This dissertation presents a traffic engineering scheme which explicitly controls net-work traffic and quality of service (QoS) in IP network core.
The current Internet is a TCP-controlled network, hence, the Internet congestion control relies mostly on TCP, and TCP with router mechanisms (such as queue management algorithms) significantly affects network performance on throughput, packet loss, delay, fairness, etc. Without any control for TCP traffic, the Internet does not provide any sort of guarantee. In this study, our key objective is to provide an effective tool with which Internet service providers (ISPs) explicitly control traffic and QoS in the Internet core.
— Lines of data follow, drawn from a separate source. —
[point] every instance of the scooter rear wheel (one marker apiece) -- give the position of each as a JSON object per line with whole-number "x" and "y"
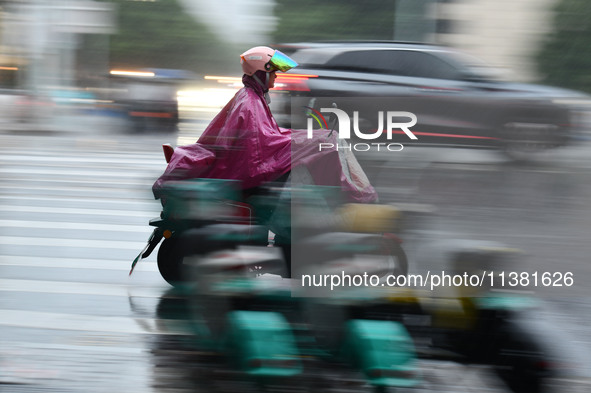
{"x": 170, "y": 261}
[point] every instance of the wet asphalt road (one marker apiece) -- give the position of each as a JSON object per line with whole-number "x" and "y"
{"x": 74, "y": 214}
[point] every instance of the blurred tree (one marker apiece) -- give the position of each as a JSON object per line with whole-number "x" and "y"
{"x": 565, "y": 57}
{"x": 307, "y": 20}
{"x": 161, "y": 34}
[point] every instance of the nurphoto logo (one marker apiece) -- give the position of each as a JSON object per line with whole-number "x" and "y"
{"x": 392, "y": 120}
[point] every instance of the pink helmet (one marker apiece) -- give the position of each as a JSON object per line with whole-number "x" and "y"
{"x": 263, "y": 58}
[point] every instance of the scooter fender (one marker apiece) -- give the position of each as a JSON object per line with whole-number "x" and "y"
{"x": 155, "y": 238}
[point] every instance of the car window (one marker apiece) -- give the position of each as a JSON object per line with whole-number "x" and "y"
{"x": 395, "y": 62}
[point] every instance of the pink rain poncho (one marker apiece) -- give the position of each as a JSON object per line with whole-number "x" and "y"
{"x": 243, "y": 142}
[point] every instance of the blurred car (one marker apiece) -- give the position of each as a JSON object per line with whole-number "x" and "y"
{"x": 149, "y": 97}
{"x": 458, "y": 99}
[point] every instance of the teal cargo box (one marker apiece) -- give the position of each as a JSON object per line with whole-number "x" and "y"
{"x": 383, "y": 351}
{"x": 262, "y": 344}
{"x": 201, "y": 199}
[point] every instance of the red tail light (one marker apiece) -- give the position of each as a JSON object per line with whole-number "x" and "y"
{"x": 293, "y": 82}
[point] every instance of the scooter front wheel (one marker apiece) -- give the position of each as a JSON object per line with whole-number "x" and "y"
{"x": 170, "y": 261}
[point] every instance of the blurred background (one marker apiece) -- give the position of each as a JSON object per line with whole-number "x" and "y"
{"x": 89, "y": 90}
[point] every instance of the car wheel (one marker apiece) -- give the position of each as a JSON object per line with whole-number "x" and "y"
{"x": 526, "y": 140}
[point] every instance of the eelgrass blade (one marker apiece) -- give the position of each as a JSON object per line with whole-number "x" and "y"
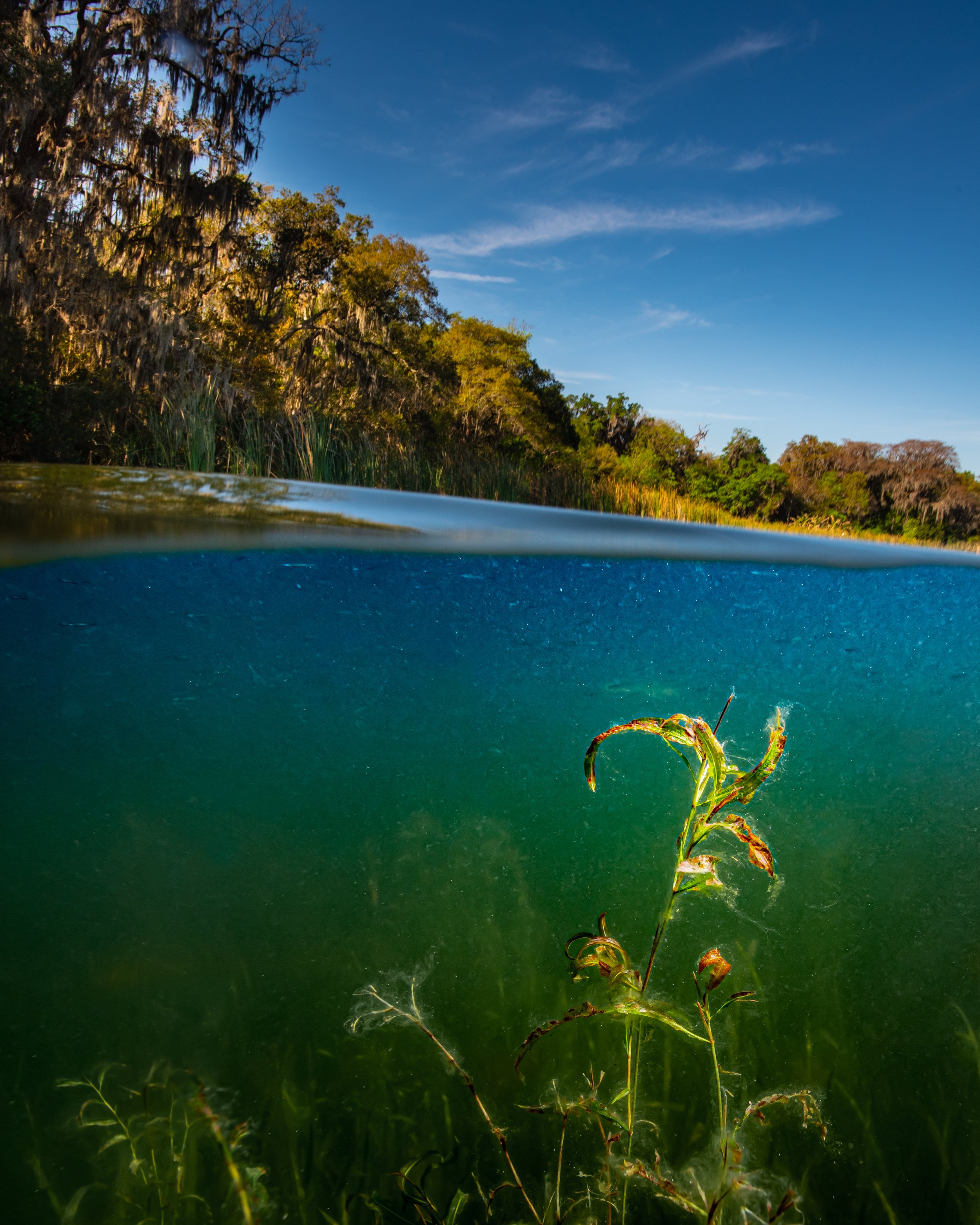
{"x": 746, "y": 786}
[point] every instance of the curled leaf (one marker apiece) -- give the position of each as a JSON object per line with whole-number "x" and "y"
{"x": 809, "y": 1104}
{"x": 697, "y": 864}
{"x": 700, "y": 866}
{"x": 717, "y": 964}
{"x": 759, "y": 853}
{"x": 646, "y": 1010}
{"x": 602, "y": 951}
{"x": 577, "y": 1013}
{"x": 663, "y": 1187}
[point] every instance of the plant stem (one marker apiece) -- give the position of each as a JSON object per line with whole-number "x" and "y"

First, a flow-controlled IP trunking scheme is proposed to control end-to-end TCP flows on a trunk basis without maintaining any per-trunk state in the IP network core and it achieves weighted max-min fairness with minimum rate guarantee among all source-destination pairs on a per-trunk basis in IP network core. In the proposed scheme, hierarchical flow control is achieved in that in the upper layer a weighted max-min flow control is implemented and acting on a per-trunk and edge-to-edge basis, and in the lower layer TCP flows belonging to each trunk share the per-trunk bandwidth allocated by the upper layer in their normal way. In addition, we present a distributed flow control algorithm which computes fair rate at each outgoing link in a weighted max-min fair sense and adjusts quickly the data transmission rate of each trunk depending on feedback rates delivered by a special control packet feeding back from the network.
Second, we also propose explicit TCP window control scheme to extend the flow-controlled IP trunking scheme to control individual TCP flows, in conjunction with buffer control, at the network edge. The proposed scheme controls explicitly TCP window size based on feedback control theory while regulating the buffer occupancy of each per-trunk queue at target value. The goal of this...